Das allierte Korp bestand zuletzt aus 100.000 Franzosen und 35.000 Engländern, die im Gegensatz zu den Italienern und Türken die Hauptlast der Kämpfe trugen. Um eine schnellere Versorgung z u gewährleisten, hatten die Engländer sogar eine Feldeisenbahn von Ihrer Basis in Balaklawa zur Front gebaut.

Am Ende der Belagerung hatten 73.000 russische, 70.000 französische und 22.000 englische Soldaten ihr Leben verloren, davon 61.000 im Kampf. 104.000 fielen Krankheiten, Seuchen oder ihren Verwundungen zum Opfer.

Nikolaus I. war am 18. Februar 1855 gestorben, sein Nachfolger Alexander II. mußte im März 1856 in Paris Frieden schließen, obwohl den russischen Truppen im November 1855 mit der Eroberung der wichtigen türkischen Festung Kars im Südkaukasus noch ein militärischer Erfolg gelungen war. Das Schwarze Meer wurde neutralisiert, Rußland durfte keine Flotte und keine Festungen besitzen und mußte jeden Anspruch auf den Schutz der orthodoxen Christen im Osmanischen Reich aufgeben. Es erhielt im Tausch gegen Kars Sewastopol zurück.

Als Ursache für die Niederlage wurde auch in Rußland die eigene Rückständigkeit gesehen, die verkrusteten Strukturen in Armee und Verwaltung, die gesellschaftliche Erstarrung unter Nikolaus I. Unter Alexander II. begann ein umfangreiches Reformwerk zur Modernisierung.

Sewastopol wurde in Rußland zu einem Symbol der Widerstandes und des Willens zur Selbstbehauptung. Der Vergleich mit Napoleons Einmarsch in Moskau 1812 wurde gezogen, das auch von den Russen selber in Brand gesteckt worden war, Rußland war aber letztendlich Sieger in diesem Konflikt geblieben.
Als sich die russischen Truppen am 9. September 1855 über die Schiffsbrücke zurückgezogen hatten, schrieb Tolstoi: "Fast jeder Soldat, der nach dem aufgegebenen Sewastopol zurückblickte, seufzte mit unsagbarer Bitterkeit im Herzen und ballte die Faust gegen den Feind."

Durch die einjährige Kanonade war Sewastopol fast vollständig zerstört. "Hier kann man in jede beliebige Richtung blicken, und das Auge trifft kaum auf etwas anderes als Zerstörung, Zerstörung, Zerstörung!
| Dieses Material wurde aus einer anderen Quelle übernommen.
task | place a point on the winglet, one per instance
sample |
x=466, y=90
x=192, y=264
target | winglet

Häuserruinen, zerbröckelte Mauern, zerfetzte und zerklüftete Hügel, Verwüstung überall...", (Mark Twain, 1865).

Literatur:
Akten zur Geschichte des Krimkrieges. Hrsg. von Winfried Baumgart. München, 1979-1988.

Tolstoi, Leo: Sewastopoler Erzählungen. Frankfurt/M, 1961.

Werth, German: Der Krimkrieg. Geburtsstunde der Weltmacht Russland. Frankfurt/M., Berlin 1992.